There are many reasons for which databases must be scaled. The majority of the time they must be scaled to accommodate for performance issues as the product grows. Though NoSQL is making a lot of noise these days, it is to no one’s surprise that SQL is still extremely popular. In general, the same principles are followed while scaling out any SQL product, be it MySQL, MsSQL, Oracle or even DB2. Scaling is often done to overcome performance issues as the product grows. However, when dealing with big data, scaling is often done to balance the data across multiple hardware nodes or clusters.
Most SQL products are scaled in clusters called shards. Each shard contains one or two masters and several slaves. Master servers are responsible for writing data whereas the slaves are responsible for reading data. NoSQL has become more popular over the years as it doesn’t require the complex infrastructures we see in SQL. In order to reduce calls made to the databases, a caching layer is added. These are often easy to put up and are cheap to run. As the product grows, the infrastructure can end up looking like this picture below.
I had to learn this graphic the hard way. Not expecting the product to be popular immediately after launch, we delayed scaling. To our surprise we hit 60k users after the second day. After learning the hard way, the game was scaled and was able to hit over 250k a few days later. Foresight is a great thing to have though often it is best to be ready to scale first. You must determine how you expect to grow. Is content going to be created constantly and the database is going to grow or will it remain stable over time?

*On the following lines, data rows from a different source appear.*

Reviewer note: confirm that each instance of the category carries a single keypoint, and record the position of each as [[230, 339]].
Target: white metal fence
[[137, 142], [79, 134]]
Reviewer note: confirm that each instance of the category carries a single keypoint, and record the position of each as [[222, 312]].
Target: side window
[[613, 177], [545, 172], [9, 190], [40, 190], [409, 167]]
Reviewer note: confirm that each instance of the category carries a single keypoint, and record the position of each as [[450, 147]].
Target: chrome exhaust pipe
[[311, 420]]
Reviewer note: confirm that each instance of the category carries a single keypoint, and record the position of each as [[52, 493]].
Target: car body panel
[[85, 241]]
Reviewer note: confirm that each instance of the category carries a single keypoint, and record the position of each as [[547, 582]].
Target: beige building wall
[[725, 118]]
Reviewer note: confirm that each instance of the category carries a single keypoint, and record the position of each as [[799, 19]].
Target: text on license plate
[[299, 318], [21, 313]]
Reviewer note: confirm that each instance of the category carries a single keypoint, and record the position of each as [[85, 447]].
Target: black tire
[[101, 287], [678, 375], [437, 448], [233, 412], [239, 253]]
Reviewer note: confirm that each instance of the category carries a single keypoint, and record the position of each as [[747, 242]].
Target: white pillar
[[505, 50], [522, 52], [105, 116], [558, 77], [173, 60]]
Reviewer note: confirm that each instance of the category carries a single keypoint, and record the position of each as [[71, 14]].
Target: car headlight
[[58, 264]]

A product design that doesn’t require a lot of data to be added to the databases will often benefit from a system that replicates databases and makes use of caching. Write-heavy applications will take the approach of growing their infrastructure vertically by splitting content up between shards and adding shards over time.

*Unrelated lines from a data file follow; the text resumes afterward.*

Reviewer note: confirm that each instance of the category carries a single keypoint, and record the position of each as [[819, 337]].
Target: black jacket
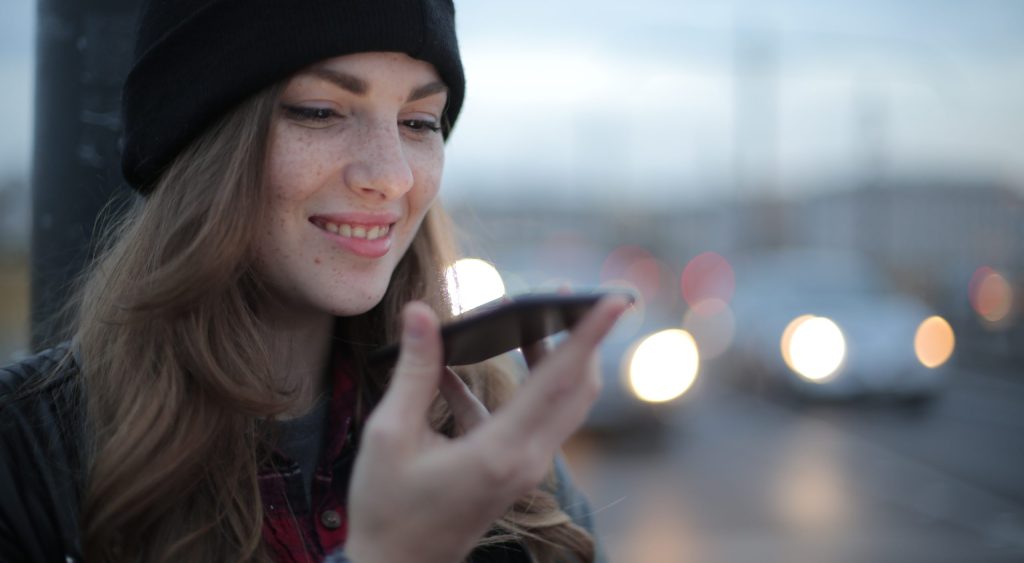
[[41, 469], [40, 459]]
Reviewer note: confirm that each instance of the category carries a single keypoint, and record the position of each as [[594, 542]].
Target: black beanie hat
[[196, 59]]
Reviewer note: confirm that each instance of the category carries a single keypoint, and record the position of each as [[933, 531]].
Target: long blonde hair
[[176, 366]]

When dealing with partitioning, you will need to determine the key on which the data will be partitioned. With that key, an algorithm can be created that will be used to determine which shard the data will go to upon a read or write. For example: dealing with user registrations you have 3 shards. The 1st user is saved on the 1st shard, the 2nd user on the 2nd shard and so on. I often recommend storing values to identified shards based on a hash value of the key (like uid). One thing to keep in mind is that you will be growing and you likely will increase the number of shards, you will need to rebalance data when that happens.

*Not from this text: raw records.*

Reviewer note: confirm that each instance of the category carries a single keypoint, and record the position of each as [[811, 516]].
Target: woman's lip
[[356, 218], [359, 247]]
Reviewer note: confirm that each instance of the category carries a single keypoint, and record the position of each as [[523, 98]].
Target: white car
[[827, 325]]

There are a great many alternatives when trying to scale out your databases. Some are complex and take a lot of time to plan while others are as simple as setting up replication. I’ve been researching alternatives to scaling out SQL for years. With NoSQL coming up as a great solution, it did not meet my goals. There is a reason why relational databases are popular today. Joining tables, subqueries, stats and various other functions are often required. NoSQL attempts to accomplish several of those features through map-reduce, but it isn’t the same. This is why I have been working more closely with NewSQL solutions like VoltDB. They allow many SQL / relational database features all while being built from the ground up to scale.
__________________________________________________________________________________________
Francis Pelland is a born innovator and is experienced in building end-to-end technological solutions. He thrives on solving complex problems with elegant technical or product solutions, all the while improving user experience and building deeply embedded analytic solutions with Big Data.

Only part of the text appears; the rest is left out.